The NVIDIA Jetson Series - Part 1 (Jetson-Stats)

Navigate to:

NVIDIA — if you’re an avid PC gamer like me then the name should be familiar to you. NVIDIA is a world leader in designing and producing graphical processing units (GPU’s). In recent years, NVIDIA has moved into the Vision AI space in a big way, releasing embedded starter boards called the Jetson series.

Through this blog post series, we will create our own Vision AI pipeline and utilize Telegraf and InfluxDB to ingest, store and monitor both our Jetson hardware and the Vision AI Pipeline.

Monitoring the Jetson (planning)

Before we build our vision pipeline, let’s begin by monitoring our Jetson device.

Why?

When working with embedded systems such as the Jetson family, resources are scarce. Through monitoring hardware thermals, GPU utilization and power consumption we can assess how much strain our Vision AI pipeline is placing on the device.

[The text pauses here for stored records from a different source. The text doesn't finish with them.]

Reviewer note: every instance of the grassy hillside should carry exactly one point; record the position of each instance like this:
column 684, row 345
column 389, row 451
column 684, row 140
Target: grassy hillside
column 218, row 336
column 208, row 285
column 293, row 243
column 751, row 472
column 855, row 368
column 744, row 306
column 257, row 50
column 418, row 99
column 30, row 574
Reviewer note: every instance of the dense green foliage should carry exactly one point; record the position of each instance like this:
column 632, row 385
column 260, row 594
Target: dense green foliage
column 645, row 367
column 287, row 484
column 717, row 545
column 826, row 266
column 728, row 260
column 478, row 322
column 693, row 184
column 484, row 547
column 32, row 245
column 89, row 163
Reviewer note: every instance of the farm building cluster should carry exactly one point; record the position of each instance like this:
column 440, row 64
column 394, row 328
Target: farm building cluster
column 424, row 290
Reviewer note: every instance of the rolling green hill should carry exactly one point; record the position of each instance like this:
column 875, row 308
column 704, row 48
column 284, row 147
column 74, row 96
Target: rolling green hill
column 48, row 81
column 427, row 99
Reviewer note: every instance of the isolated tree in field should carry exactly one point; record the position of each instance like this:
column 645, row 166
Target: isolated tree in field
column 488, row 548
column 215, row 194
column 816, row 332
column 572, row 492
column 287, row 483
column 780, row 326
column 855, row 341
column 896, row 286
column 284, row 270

As you may already know, Telegraf comes ready to go with the NVIDIA SMI (System Management Interface) plugin. This is great for monitoring your standard discrete GPU, but unfortunately, SMI is unavailable to Jetson devices.

What does this mean?

It means we have to get a little creative. When building any software architecture, I personally like to use Business Process Model and Notation (BPMN) to convey my ideas.

Business Process Model- NVIDIA InfluxDB

Let's build it

If you would like to skip ahead, I have left my code here. I will be using InfluxDB cloud for this tutorial. This tutorial is also compatible with InfluxDB OSS.

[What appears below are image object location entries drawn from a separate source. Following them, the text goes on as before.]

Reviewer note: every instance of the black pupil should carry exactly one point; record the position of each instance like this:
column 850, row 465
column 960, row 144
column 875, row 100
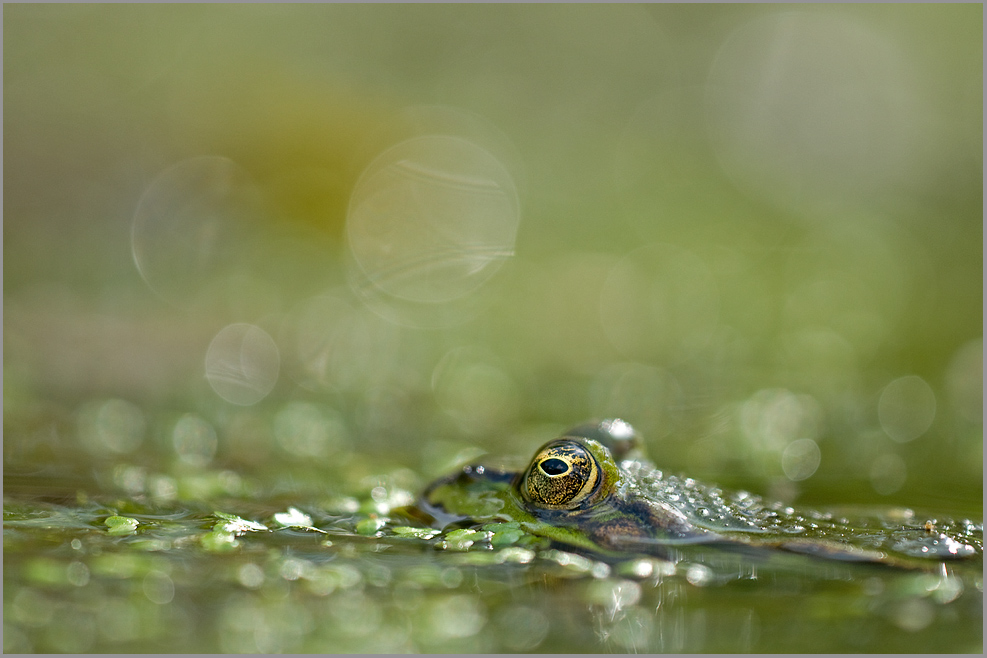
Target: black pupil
column 554, row 466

Let’s start by downloading and installing the required prerequisites:

  1. Jetson Stats:
$ sudo apt-get update
$ sudo apt-get install python3-pip
$ sudo -H python3 -m pip install -U jetson-stats

Note: I chose to install the Jetson-Stats library using Python3 as I prefer to work in 3.X. You may also choose to install Jetson-Stats using Python 2.X as well.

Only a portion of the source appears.